BP announced today that it expects to complete the sale of its Carson Refinery and Southwest U.S. retail assets to Tesoro Corporation in the second quarter of this year now that the transaction has received U.S. Federal Trade Commission clearance.

Under the terms of the deal announced in August 2012, the assets include BP’s Carson, California refinery and related logistics and marketing assets in the region. Since that time, BP and Tesoro have been providing information to regulatory authorities to enable the parties to gain approval to complete the transaction for proceeds of approximately $2.5 billion.

“With FTC clearance, we have taken a significant step closer to completion of this sale and to the strategic refocusing of our U.S. fuels portfolio,” said Iain Conn, chief executive of BP’s global refining and marketing business. “I am very proud of the team’s work to achieve clearance of the sale and for consistently safe and high quality operations throughout the process. BP’s future U.S. fuels business soon will be firmly rooted around three, highly sophisticated northern refineries, which are crude feedstock-advantaged, and tied to strong marketing businesses.”
About BP in the US
BP has invested more in the United States over the last five years than any other oil and gas company. With more than $55 billion in capital spending between 2008 and 2012, BP invests more in the U.S. than in any other country. The company is the nation’s second largest producer of oil and gas, a major oil refiner and a leader in alternative energy sources. With 21,000 U.S. employees, BP supports nearly a quarter of a million domestic jobs through its business activities. For more information, visit www.bp.com

Note to editors

-The Carson Refinery is one of the largest on the U.S. West Coast, with a crude distillation capacity of 266,000 bpd. It became part of BP through the 2000 acquisition of ARCO. It employs over 1,100 staff and in total the divested business employs approximately 1,750 staff.
-The transaction includes the refinery and integrated terminals and pipelines, as well as marketing agreements with about 800 retail sites in Southern California, Arizona and Nevada.
-The refinery is located on 650 acres in Los Angeles County, near the Long Beach and Los Angeles Harbors. The refinery began operations in 1938. It processes crude oil from Alaska’s North Slope, the Middle East and West Africa. Processing equipment includes the largest fluid catalytic cracker in California, two cokers and distillate hydrocracking.
-BP’s 51 percent interest in a nominal 400 megawatt cogeneration facility located at the refinery is included in the sale.
-BP’s Wilmington Coke Calciner located about five miles from the refinery is also part of the sale. The plant occupies about 17 acres. The plant employs approximately 40 people and produces 350,000 metric tons of calcinated coke per year.

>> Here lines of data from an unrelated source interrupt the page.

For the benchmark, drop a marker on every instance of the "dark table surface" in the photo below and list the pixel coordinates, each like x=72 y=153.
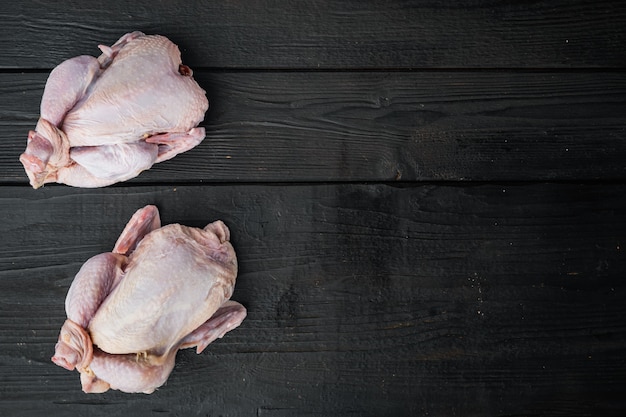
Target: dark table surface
x=427 y=200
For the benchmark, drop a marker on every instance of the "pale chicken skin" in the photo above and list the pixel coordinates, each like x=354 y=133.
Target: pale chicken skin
x=104 y=120
x=161 y=289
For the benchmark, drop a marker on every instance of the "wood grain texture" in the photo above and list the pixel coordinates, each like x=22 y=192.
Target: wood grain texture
x=321 y=34
x=363 y=299
x=390 y=126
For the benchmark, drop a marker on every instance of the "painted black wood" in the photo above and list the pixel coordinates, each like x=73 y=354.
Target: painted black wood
x=427 y=200
x=389 y=126
x=315 y=34
x=363 y=299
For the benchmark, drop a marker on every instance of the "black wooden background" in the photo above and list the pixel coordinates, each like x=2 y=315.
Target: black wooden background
x=427 y=199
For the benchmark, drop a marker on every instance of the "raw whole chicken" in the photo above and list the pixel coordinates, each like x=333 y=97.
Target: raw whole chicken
x=105 y=120
x=161 y=289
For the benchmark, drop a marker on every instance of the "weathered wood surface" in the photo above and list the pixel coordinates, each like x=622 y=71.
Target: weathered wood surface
x=363 y=299
x=427 y=201
x=354 y=126
x=315 y=34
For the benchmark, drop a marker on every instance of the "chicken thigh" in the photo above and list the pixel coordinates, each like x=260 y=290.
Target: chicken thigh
x=105 y=120
x=161 y=289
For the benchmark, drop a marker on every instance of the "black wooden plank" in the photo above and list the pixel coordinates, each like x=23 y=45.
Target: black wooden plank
x=320 y=34
x=363 y=299
x=352 y=126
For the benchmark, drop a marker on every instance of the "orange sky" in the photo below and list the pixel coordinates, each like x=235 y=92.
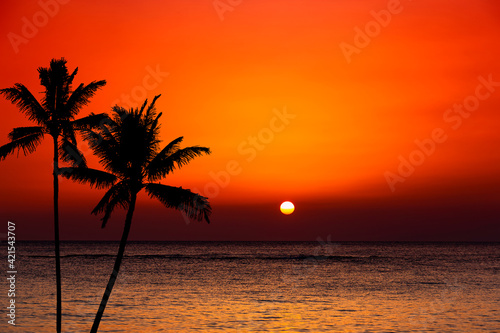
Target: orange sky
x=350 y=119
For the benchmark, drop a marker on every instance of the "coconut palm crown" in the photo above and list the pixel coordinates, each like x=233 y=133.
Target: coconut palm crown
x=129 y=149
x=54 y=115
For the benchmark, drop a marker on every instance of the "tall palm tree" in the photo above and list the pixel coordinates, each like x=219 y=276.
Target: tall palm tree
x=129 y=150
x=54 y=115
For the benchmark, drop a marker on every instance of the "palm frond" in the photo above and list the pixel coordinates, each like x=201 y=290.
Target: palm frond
x=117 y=195
x=193 y=205
x=95 y=178
x=164 y=164
x=54 y=78
x=92 y=121
x=26 y=102
x=27 y=144
x=69 y=152
x=81 y=96
x=20 y=132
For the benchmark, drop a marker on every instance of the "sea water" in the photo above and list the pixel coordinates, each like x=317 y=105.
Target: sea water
x=321 y=286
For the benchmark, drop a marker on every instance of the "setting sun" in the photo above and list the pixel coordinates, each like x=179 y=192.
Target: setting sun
x=287 y=208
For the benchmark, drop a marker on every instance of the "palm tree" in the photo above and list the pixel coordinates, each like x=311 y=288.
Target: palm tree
x=55 y=116
x=129 y=150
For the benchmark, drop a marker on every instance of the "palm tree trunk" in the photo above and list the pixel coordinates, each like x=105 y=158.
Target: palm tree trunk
x=56 y=237
x=118 y=262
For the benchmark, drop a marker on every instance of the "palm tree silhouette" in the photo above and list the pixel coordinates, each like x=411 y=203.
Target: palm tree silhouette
x=54 y=115
x=128 y=149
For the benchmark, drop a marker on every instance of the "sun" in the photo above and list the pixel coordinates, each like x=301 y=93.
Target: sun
x=287 y=208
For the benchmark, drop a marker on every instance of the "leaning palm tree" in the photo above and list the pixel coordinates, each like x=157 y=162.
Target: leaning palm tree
x=129 y=150
x=54 y=115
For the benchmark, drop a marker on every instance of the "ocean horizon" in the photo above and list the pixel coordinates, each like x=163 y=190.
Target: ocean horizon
x=229 y=286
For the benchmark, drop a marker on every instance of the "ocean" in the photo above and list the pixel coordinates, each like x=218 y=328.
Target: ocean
x=321 y=286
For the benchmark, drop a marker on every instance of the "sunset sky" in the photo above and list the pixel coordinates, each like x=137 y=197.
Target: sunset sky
x=316 y=102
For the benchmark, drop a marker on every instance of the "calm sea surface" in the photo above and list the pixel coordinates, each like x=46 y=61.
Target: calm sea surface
x=262 y=287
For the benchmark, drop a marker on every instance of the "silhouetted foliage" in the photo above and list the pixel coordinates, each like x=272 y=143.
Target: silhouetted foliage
x=128 y=147
x=54 y=115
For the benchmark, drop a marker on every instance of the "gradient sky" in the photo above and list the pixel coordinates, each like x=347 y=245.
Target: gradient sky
x=232 y=69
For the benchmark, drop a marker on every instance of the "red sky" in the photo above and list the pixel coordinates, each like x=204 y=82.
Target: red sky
x=356 y=104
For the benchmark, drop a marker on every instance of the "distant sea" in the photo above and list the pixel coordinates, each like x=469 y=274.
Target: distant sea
x=262 y=287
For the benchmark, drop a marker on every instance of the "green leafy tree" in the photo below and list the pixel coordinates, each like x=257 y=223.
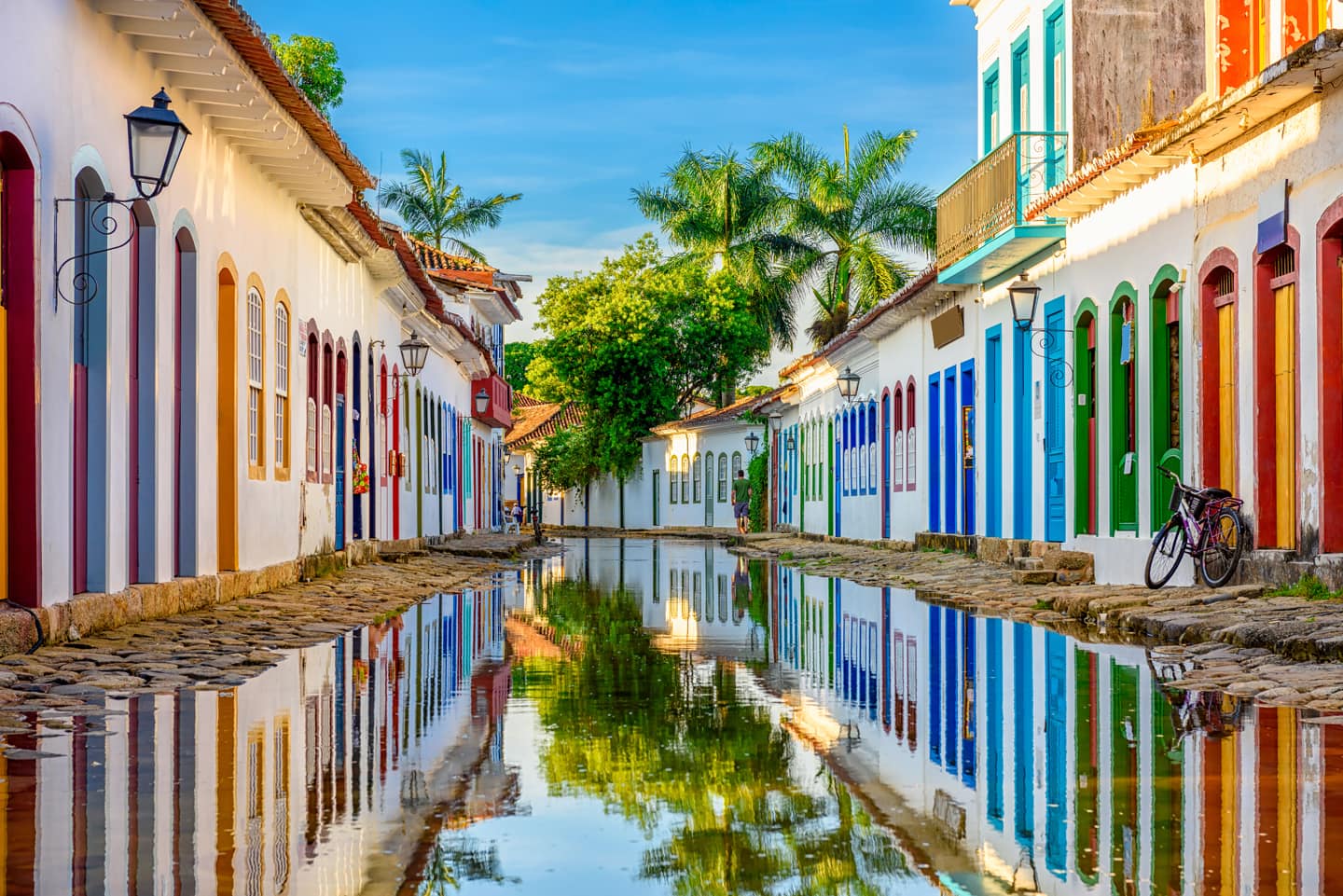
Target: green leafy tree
x=853 y=216
x=724 y=213
x=433 y=206
x=313 y=66
x=518 y=356
x=637 y=340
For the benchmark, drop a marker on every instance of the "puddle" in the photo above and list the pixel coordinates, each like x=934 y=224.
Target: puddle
x=661 y=718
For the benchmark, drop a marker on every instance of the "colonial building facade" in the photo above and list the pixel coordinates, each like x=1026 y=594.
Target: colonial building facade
x=210 y=380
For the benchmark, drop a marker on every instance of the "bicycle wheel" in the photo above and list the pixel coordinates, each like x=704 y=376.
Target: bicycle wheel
x=1168 y=551
x=1220 y=555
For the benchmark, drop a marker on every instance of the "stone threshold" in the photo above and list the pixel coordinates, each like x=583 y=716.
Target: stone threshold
x=85 y=614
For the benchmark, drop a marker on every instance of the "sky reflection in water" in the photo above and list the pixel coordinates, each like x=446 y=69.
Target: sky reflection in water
x=666 y=719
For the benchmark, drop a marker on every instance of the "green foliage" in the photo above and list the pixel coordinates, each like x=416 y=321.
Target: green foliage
x=637 y=340
x=433 y=206
x=724 y=214
x=759 y=475
x=851 y=218
x=518 y=357
x=1309 y=587
x=564 y=461
x=313 y=66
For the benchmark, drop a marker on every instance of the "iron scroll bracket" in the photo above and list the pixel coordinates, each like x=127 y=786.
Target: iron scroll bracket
x=103 y=221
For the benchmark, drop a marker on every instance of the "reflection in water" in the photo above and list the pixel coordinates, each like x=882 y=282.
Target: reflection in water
x=292 y=782
x=666 y=718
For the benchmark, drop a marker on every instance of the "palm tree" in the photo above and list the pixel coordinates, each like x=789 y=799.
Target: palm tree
x=433 y=207
x=719 y=210
x=851 y=218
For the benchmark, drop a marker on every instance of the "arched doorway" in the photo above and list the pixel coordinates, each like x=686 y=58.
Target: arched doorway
x=1123 y=410
x=186 y=325
x=1217 y=359
x=90 y=473
x=1275 y=398
x=228 y=407
x=1084 y=420
x=1168 y=450
x=21 y=544
x=141 y=363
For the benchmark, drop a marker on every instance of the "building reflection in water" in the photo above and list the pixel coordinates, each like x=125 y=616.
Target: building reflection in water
x=296 y=780
x=1061 y=765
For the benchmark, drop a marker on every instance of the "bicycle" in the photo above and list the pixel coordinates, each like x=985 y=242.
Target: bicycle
x=1208 y=518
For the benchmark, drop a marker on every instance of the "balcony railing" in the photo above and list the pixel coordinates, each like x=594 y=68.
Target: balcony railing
x=498 y=408
x=995 y=194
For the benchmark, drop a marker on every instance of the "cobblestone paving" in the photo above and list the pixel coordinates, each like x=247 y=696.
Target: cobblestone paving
x=228 y=643
x=1276 y=651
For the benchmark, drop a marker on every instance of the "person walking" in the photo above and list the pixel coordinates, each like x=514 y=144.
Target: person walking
x=741 y=502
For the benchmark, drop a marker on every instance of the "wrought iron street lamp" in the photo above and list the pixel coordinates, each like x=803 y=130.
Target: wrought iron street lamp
x=414 y=353
x=848 y=384
x=155 y=139
x=1025 y=300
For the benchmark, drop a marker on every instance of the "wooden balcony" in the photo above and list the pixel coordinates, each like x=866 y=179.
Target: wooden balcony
x=982 y=230
x=498 y=408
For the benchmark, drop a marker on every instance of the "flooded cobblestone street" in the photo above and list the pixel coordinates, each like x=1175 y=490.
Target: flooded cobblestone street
x=669 y=718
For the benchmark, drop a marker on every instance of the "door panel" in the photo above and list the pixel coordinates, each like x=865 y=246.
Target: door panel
x=1284 y=390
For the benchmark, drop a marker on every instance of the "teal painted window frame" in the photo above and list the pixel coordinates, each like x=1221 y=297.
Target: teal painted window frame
x=1019 y=78
x=990 y=88
x=1055 y=23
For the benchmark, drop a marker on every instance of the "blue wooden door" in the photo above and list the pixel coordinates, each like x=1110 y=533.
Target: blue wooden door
x=340 y=472
x=934 y=465
x=994 y=433
x=1056 y=469
x=1056 y=753
x=885 y=466
x=949 y=450
x=1021 y=433
x=966 y=460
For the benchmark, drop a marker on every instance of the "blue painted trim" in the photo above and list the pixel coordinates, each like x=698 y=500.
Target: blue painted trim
x=949 y=450
x=994 y=432
x=931 y=451
x=1021 y=395
x=1056 y=414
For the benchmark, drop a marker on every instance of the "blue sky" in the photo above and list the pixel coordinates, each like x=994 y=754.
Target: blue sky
x=575 y=103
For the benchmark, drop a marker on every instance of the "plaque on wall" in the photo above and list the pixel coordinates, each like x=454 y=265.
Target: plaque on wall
x=948 y=326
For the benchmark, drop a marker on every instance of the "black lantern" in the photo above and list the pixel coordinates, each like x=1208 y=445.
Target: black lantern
x=414 y=353
x=848 y=384
x=156 y=137
x=1025 y=297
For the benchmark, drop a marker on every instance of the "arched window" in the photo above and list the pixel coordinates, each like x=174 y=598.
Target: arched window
x=256 y=374
x=281 y=390
x=313 y=396
x=897 y=434
x=911 y=439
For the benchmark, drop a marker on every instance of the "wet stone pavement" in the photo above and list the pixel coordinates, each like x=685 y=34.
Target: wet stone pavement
x=228 y=643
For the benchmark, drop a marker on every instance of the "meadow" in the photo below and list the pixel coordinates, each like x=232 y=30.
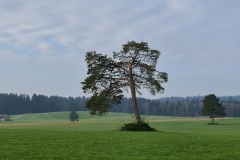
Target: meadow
x=53 y=136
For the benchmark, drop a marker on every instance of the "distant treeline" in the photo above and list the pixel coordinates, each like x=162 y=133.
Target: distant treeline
x=172 y=106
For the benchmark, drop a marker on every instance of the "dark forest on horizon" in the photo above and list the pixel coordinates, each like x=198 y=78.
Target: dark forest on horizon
x=13 y=104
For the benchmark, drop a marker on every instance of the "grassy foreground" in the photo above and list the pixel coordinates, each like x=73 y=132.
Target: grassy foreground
x=52 y=136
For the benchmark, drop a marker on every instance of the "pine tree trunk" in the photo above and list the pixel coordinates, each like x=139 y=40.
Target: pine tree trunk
x=134 y=101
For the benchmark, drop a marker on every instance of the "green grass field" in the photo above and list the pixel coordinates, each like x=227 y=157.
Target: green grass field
x=53 y=136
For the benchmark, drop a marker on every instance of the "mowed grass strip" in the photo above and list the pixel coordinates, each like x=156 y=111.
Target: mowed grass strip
x=34 y=144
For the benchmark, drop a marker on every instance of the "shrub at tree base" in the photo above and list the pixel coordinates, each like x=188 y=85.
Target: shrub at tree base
x=212 y=123
x=137 y=127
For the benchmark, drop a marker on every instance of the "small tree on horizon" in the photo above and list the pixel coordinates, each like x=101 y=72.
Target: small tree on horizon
x=134 y=68
x=212 y=107
x=72 y=106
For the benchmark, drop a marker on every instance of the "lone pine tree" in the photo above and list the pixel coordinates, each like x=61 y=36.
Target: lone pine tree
x=212 y=107
x=134 y=68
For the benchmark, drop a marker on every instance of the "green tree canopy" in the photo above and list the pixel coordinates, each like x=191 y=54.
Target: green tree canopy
x=212 y=107
x=134 y=68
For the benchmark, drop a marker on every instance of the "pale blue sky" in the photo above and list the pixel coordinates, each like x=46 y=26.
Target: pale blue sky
x=43 y=43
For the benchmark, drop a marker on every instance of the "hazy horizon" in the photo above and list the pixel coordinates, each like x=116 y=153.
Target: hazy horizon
x=43 y=43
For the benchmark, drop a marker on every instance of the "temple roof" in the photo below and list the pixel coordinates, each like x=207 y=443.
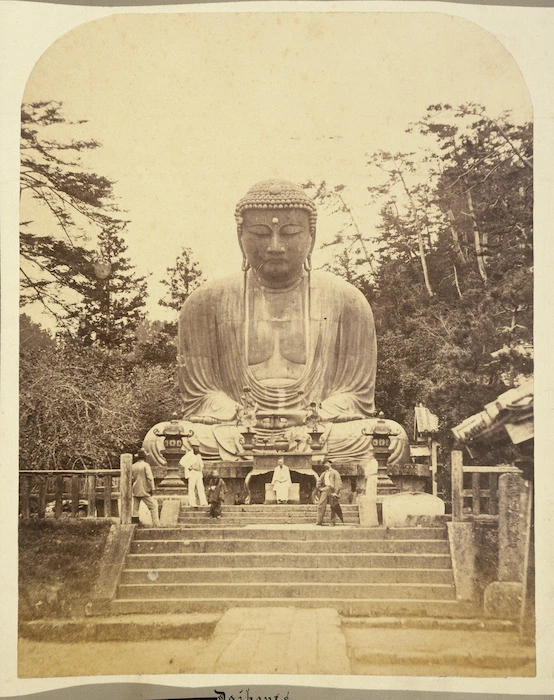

-Logistics assets included in the sale include ownership of Berth 121 facility improvements and equipment, Marine Terminals 2 and 3 and the LA basin pipelines system that moves crude, products and intermediates to and from the refinery.
-Terminals included in the sale are Carson Crude, East Hynes, West Hynes, Hathaway, Carson Products, Colton, Vinvale and San Diego.
-BP is completing a number of major investments in its other US refineries, including a large investment program to transform its 413,000 bpd capacity Whiting, Ind., refinery to process heavy, sour crudes, expected to come on stream in the second half of this year; a recently-completed clean diesel upgrading project at its 234,000 bpd Cherry Point, Wash., refinery; and the recent start-up of a continuous catalytic reformer to the 160,000 bpd capacity Toledo, Ohio, refinery (a 50:50 joint venture with partner Husky Energy Inc.).
-BP will continue to maintain a number of business interests in California, including a large ARCO retail and logistics presence in the northern part of the state. BP will also continue the distribution and marketing of lubricants through its Castrol brand and remain active in the California natural gas and power sector. In addition, BP will also continue to support the development of renewable energy sources in California through its Global Biofuels Technology Center in San Diego, and the Energy Biosciences Institute at UC Berkeley.